Half of Companies See 11% or More Increase in Drug Coverage Costs in 2004

January 14, 2005 (PLANSPONSOR.com) - A Segal Company survey has found that over half of companies saw an increase of over 11% in the cost of providing prescription drug coverage to employees in 2004.

Fifty-seven percent of respondents to the survey – which were not numerous enough to make the survey statistically significant, the company said – have taken steps to control current and future plan costs associated with specialty drugs, such as biotech or injectable ones.

Survey respondents also revealed that 26% of organizations use an insurance company to provide health and pharmacy benefits at their company. Fifty-seven percent of respondents believe that their current pharmacy benefit manager, be it an insurance company or otherwise, is partnering with their company to control costs. Twenty-six percent did not think that such a partnership exists.

Respondents were also asked about unscheduled absence at their company. Thirty-two percent did not know the unscheduled absence rate at their company, while the most common answer of those who did was a rate of 6% to 10%. When asked to identify the three top reasons for absence, the most-chosen answers were employee illness (70%), child’s illness (65%), and employee’s chronic medical condition (35%). Only 15% selected worker stress or employee entitlement as a top-three answer, while 11% said worker dissatisfaction was a reason.

There was no consensus on how to manage such absences.

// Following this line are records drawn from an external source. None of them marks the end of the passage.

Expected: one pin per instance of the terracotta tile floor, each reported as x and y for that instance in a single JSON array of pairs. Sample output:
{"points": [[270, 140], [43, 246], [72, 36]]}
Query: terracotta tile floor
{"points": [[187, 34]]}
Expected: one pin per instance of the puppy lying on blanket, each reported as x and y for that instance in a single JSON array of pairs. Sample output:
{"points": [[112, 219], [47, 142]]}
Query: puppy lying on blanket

Thirty-three percent said a paid time off program that pools vacation, sick days and other time off into one “bank” was the answer, while 24% selected each of the following:

  • coordination of all sources of paid leave and unpaid leave
  • bonus programs for perfect attendance
  • an integrated disability management program.

Respondents were also asked about their modifications to their coverage due to Medicare reform. Almost 75% of respondents already offer a high-deductible health plan and health savings account, as allowed under the Medicare Modernization Act. Debit card technology may not be as prevalent as thought, with 87% of people offering flexible spending accounts not offering a debit card.

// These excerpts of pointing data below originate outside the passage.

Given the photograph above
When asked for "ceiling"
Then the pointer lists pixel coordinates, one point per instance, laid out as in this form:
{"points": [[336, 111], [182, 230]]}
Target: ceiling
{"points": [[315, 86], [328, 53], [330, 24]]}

Among those who offer retiree drug coverage, 56% that they would not reduce or eliminate prescription drug coverage when Medicare Part D takes effect. Only 14% said they would apply for the subsidy that was created by the Modernization Act for plan sponsors who maintain a certain level of drug coverage for retirees (See Majority of Employers Will Continue Drug Coverage after Medicare Part D Initiated ).

A summary of the survey results is at http://www.segalco.com/publications/surveysandstudies/fall04BMFE.pdf .

The Segal Company ( www.segalco.com ) is a national benefits, compensation, and human resources consulting firm.